Evacuees Return as Punch of Hurricane Georges Fades
PASCAGOULA, Miss. — The whirlwind that had been Hurricane Georges began to disappear from the weather map Tuesday, but its story was still being written: Rains drenched Alabama and the Florida Panhandle, and evacuees slowly returned to find out what happened to their homes.
“I had waterfront property, waterback property, waterside property, water-everywhere property,” said 43-year-old postal worker Jayne Howell, who found her brick ranch house in Pascagoula awash in sewage, seaweed and branches.
Downgraded to just a tropical depression, Georges and its downpours moved northeast, into Georgia and South Carolina. The hurricane wind that ripped through the coast with gusts as high as 174 mph had dropped to 35 mph.
President Clinton declared the entire storm-damaged swath a disaster area and planned to visit as soon as recovery operations allowed. Power remained out to about 400,000 customers from Louisiana to Florida.
Rivers continued to overflow. The Pascagoula River at Merrill rose from 3.4 feet on Monday to 20.8 feet on Tuesday and was expected to swell to more than 26.5 feet later in the day, nearly 5 feet over flood stage.
Along the river, sheriff’s boats had to rescue residents trapped by the storm.
Some parts of the Alabama coast had received 2 1/2 feet of rain in addition to damaging wind. At the Dog River outside Mobile, where more than 100 boats capsized or were damaged, crews raked broken wood and other debris from the water.
After killing more than 370 people in the Caribbean, Georges was blamed for four deaths in the United States: an elderly woman who died in the heat while being evacuated from New Orleans; two people who were killed in Louisiana and Florida in fires caused by candles; and one person who died in an accident on a slick highway near Crestview, Fla.
Along the Gulf Coast, it will be a while before the damage is added up.
Still, the effects of the enormous, slow-moving storm were immense.
Most interstates reopened, though there was some flooding. Traffic lights were down and military police directed traffic. Utility crews worked to restore power.
In Biloxi, Miss., residents waited in the warm gray mist Tuesday morning in long lines at gas stations. Others trudged through debris-laden streets in search of open grocery stores or bags of ice. Many returned to their homes where streets were flooded and the hoods of cars poked just above the water.
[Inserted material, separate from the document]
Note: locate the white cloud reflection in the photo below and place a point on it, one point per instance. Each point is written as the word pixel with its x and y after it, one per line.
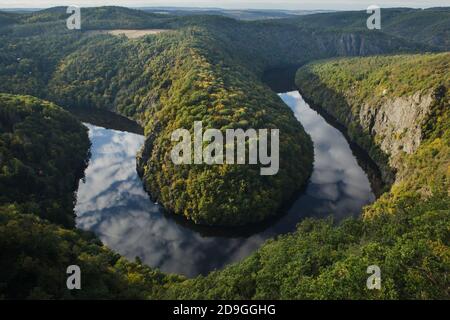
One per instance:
pixel 113 204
In Biloxi and the surrounding area, fleets of utility trucks cruised the streets, many of them without working traffic lights, as homeowners picked up pine tree limbs in their front yards or simply surveyed the storm’s carnage: roofless houses, twisted highway signs, trees snapped in two like matchsticks and oyster shells washed up on lawns by tidal surges.
While many people who rode out the storm at shelters and hotels had gone home, many others, like Dottie Lyons, of Biloxi, remained stranded. Lyons tried unsuccessfully to return to her gray and white frame, three-bedroom home on Paradise Lane early Tuesday, only to find roads blocked by police and cars drifting in the flooded streets.
Some of those who fled were going back. In Mississippi, Red Cross shelter population of more than 15,000 dropped throughout the day. But some people would find their homes far from habitable.
At the beach in Pascagoula, Jackie Burrow was amazed that her brick home had only a little water damage. But amid the seaweed in her flower beds and shrubbery, she found debris from other houses: kitchen cabinets, aerosol cans, life jackets, a birdhouse, even a section of wall with the sockets still attached.